Dr. Charles Gerba, the University of Arizona microbiology professor known as "Dr. Germ," is constantly warning travelers to use hand sanitizer and avoid the bathrooms on planes. In the last six years, he's collected more than 100-samples and found viruses such as influenza, MRSA, and diarrhea. And he's found them swiping all the same places we swiped.

Dr. Gerba tells CBS 11 our findings prove airplanes are not cleaned enough. He says bacteria likely lurked in the same place we found bacteria.

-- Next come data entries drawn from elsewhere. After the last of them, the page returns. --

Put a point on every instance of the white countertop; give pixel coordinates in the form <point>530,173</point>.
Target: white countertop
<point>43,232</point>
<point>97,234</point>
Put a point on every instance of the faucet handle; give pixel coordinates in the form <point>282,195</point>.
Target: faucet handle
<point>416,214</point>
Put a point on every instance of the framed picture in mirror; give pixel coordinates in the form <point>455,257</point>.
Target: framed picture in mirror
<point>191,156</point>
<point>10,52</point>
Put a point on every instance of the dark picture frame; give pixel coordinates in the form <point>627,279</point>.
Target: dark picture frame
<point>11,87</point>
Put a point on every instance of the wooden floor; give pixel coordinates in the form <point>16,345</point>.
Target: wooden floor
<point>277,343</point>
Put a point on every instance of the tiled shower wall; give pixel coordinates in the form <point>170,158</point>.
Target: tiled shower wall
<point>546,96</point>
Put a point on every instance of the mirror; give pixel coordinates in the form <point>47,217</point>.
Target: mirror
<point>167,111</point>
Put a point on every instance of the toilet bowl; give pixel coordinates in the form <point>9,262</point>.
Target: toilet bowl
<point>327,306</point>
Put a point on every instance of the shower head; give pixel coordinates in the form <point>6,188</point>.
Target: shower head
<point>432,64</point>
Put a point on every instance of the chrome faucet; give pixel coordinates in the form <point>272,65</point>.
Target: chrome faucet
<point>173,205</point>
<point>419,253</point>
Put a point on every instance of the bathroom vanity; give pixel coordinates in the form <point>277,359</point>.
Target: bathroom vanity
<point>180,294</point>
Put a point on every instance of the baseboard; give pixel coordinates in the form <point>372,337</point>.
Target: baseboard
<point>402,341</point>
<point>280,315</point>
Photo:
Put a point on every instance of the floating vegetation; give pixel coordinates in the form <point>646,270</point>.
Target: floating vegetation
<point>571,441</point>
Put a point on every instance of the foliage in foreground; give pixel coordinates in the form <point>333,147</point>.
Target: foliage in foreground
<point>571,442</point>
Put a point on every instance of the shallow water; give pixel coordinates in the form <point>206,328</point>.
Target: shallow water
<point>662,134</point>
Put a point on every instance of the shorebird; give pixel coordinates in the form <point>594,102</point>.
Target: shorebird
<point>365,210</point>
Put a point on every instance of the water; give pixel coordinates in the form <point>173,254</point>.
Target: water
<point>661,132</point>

"It's an indicator of how clean the planes are," says Dr. Gerba. "There is no policy for cleaning or disinfecting. There are no recommendations by the health department."

Dr. Cedric Spak, Infectious Disease Specialist at Baylor University Medical Center of Dallas, says don't panic even though it does all sound "sick."

"Some of the bacteria that I've looked at here are consistent with what we found in urine or stool in normal people," explained Dr. Spak as he reviewed the lab reports we showed him.

Dr. Spak also told us how something that you might normally find in a place like the toilet could possibly end up in an airplane seat pocket.

"It is all the same type of bacteria that lives down under the belly button. I don't want someone to think I've got feces all over my front side, but that bacteria is there and that bacteria is found in some of these reports which means someone was scratching their belly button and then scratching their tray table."

It may sound awful, but Dr. Spak says it's all actually pretty normal.

"We are in a dirty world. We are supposed to be."

Dr. Spak says viruses can transmit from solid surfaces, but they will not live long on places like magazines or tray tables.